Solution: Under nominal conditions, \( g_k=r_k^\top r_k \sim \chi^2_3 \). We need \( \Pr(g_k>\gamma)=0.01 \), so \( \gamma \) is the 99th percentile:
\[ \gamma = F_{\chi^2_3}^{-1}(0.99). \]
Numerically this is about 11.34 (from standard chi-square tables).
Problem 3 (k-out-of-n Proof Check): For i.i.d. replicas with reliability \( R(t) \), prove that 2-out-of-3 voting yields \( R_{2/3}(t)=3R(t)^2(1-R(t))+R(t)^3 \).
Solution: Apply the binomial formula with \( k=2, n=3 \):
\[ R_{2/3}(t)=\binom{3}{2}R^2(1-R)+\binom{3}{3}R^3 = 3R^2(1-R)+R^3. \]
Problem 4 (Availability Calculation): A mobile robot experiences on average one software failure every 10 hours, and automatic recovery takes 30 seconds. Compute steady-state availability.
Solution: Here \( \text{MTBF}=10 \) hours and \( \text{MTTR}=30 \) seconds \( = 30/3600 = 1/120 \) hours.
\[ A=\frac{10}{10+1/120}=\frac{10}{10.00833\ldots}\approx 0.99917. \]
So despite moderate reliability, fast recovery yields very high availability.
Problem 5 (Assume–Guarantee Reasoning): Component 1 contract: \( A_1: \|u\| \le 1 \Rightarrow G_1: \|y\| \le 2 \). Component 2 contract: \( A_2: \|y\| \le 2 \Rightarrow G_2: \|z\| \le 5 \). Show the composed contract from \( A_1 \) to \( G_2 \).

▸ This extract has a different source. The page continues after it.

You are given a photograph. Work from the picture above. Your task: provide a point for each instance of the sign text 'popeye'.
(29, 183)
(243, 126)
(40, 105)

Solution: Since \( G_1 \Rightarrow A_2 \), Lemma 1 applies. Therefore:
\[ \|u\| \le 1 \Rightarrow \|z\| \le 5. \]
8. Summary
We defined reliability and availability for robot software, proved the hazard–reliability relation, and connected failure monitoring to residual statistics familiar from linear control. Architectural patterns such as redundancy, watchdogs, and safe fallback modes were quantified using series/parallel and k-out-of-n reliability formulas. Finally, we tied formal contracts and layered testing into a coherent reliability pipeline, illustrated by practical multi-language implementations.